This is a classic problem involving conditional probability and Bayes' Theorem.

We need to find the probability that the second urn was selected, given that the ball drawn is white. Let's define the following events:

• $A_1$: The event that the first urn is selected.
• $A_2$: The event that the second urn is selected.
• $B$: The event that a white ball is drawn.

Given Information:

• $P(A_1) = 0.65$ (probability of selecting the first urn)

• $P(A_2) = 1 - P(A_1) = 1 - 0.65 = 0.35$ (probability of selecting the second urn)

• Probability of drawing a white ball from the first urn ($P(B|A_1)$):

  • The first urn contains 8 white balls out of a total of 10 balls (8 white + 2 red).
  • So, $P(B|A_1) = \frac{8}{10} = 0.8$.

• Probability of drawing a white ball from the second urn ($P(B|A_2)$):

  • The second urn contains 3 white balls out of a total of 11 balls (3 white + 8 red).
  • So, $P(B|A_2) = \frac{3}{11} \approx 0.2727$.

We want to find $P(A_2 | B)$, the probability that the second urn was selected given that a white ball was drawn.

Using Bayes' Theorem:

$P(A_2 | B) = \frac{P(A_2) P(B | A_2)}{P(A_1) P(B | A_1) + P(A_2) P(B | A_2)}$

Substitute the known values:

$P(A_2 | B) = \frac{0.35 \times 0.2727}{0.65 \times 0.8 + 0.35 \times 0.2727}$

Now, let's calculate this step-by-step.

Step 1: Numerator

$0.35 \times 0.2727 \approx 0.095445$

Step 2: Denominator

$0.65 \times 0.8 = 0.52$ $0.35 \times 0.2727 \approx 0.095445$ $0.52 + 0.095445 = 0.615445$

Step 3: Final Calculation

$P(A_2 | B) = \frac{0.095445}{0.615445} \approx 0.1551$

Thus, the probability that the second urn was selected given that the ball is white is approximately 0.1551.

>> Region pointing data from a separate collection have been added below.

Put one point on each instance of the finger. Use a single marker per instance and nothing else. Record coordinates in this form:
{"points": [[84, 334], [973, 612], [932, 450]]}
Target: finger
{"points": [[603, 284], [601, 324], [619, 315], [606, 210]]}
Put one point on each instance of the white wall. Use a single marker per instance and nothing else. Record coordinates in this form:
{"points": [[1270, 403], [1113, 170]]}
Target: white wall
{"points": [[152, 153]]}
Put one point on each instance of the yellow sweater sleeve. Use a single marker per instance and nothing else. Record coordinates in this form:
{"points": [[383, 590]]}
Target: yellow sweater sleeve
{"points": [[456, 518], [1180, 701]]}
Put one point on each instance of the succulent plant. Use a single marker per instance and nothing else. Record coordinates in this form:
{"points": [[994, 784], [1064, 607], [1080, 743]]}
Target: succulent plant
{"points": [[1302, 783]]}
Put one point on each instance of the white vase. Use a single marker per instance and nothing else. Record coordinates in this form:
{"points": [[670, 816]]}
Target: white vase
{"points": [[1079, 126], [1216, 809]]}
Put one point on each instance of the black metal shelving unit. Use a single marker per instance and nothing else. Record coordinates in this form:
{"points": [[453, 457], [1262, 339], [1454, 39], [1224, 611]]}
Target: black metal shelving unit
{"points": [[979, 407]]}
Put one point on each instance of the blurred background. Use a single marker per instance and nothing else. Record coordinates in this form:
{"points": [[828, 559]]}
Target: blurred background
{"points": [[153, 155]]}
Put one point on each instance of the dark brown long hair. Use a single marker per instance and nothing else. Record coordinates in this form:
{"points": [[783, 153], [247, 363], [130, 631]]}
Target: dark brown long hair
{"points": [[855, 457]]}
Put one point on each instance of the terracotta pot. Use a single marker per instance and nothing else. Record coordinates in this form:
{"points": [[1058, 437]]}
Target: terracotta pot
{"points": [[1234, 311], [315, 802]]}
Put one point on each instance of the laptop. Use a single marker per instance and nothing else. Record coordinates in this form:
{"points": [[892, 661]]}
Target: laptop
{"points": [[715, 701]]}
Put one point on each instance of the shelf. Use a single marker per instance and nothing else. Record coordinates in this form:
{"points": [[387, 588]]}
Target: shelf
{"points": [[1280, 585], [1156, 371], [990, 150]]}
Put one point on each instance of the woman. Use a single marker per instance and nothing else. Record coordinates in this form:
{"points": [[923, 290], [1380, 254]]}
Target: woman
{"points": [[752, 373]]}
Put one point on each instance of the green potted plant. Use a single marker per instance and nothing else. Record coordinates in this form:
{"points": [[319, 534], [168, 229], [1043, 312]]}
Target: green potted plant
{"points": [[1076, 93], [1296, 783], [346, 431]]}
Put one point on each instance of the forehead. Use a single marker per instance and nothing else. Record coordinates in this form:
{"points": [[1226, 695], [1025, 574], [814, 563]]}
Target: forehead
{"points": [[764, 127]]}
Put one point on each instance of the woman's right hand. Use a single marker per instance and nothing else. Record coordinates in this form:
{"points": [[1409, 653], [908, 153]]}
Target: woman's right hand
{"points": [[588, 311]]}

Do you want details or have any questions? Here are 5 related questions:

1. What is the general formula for Bayes' Theorem?
2. How would the answer change if the first urn contained more red balls?
3. What is the probability of drawing a red ball?
4. Can you derive the probability of selecting the first urn given that a red ball was drawn?
5. How does changing the probability of selecting the urns affect the overall outcome?

Tip: When applying Bayes' Theorem, make sure to carefully define the conditional probabilities and events for a clear understanding.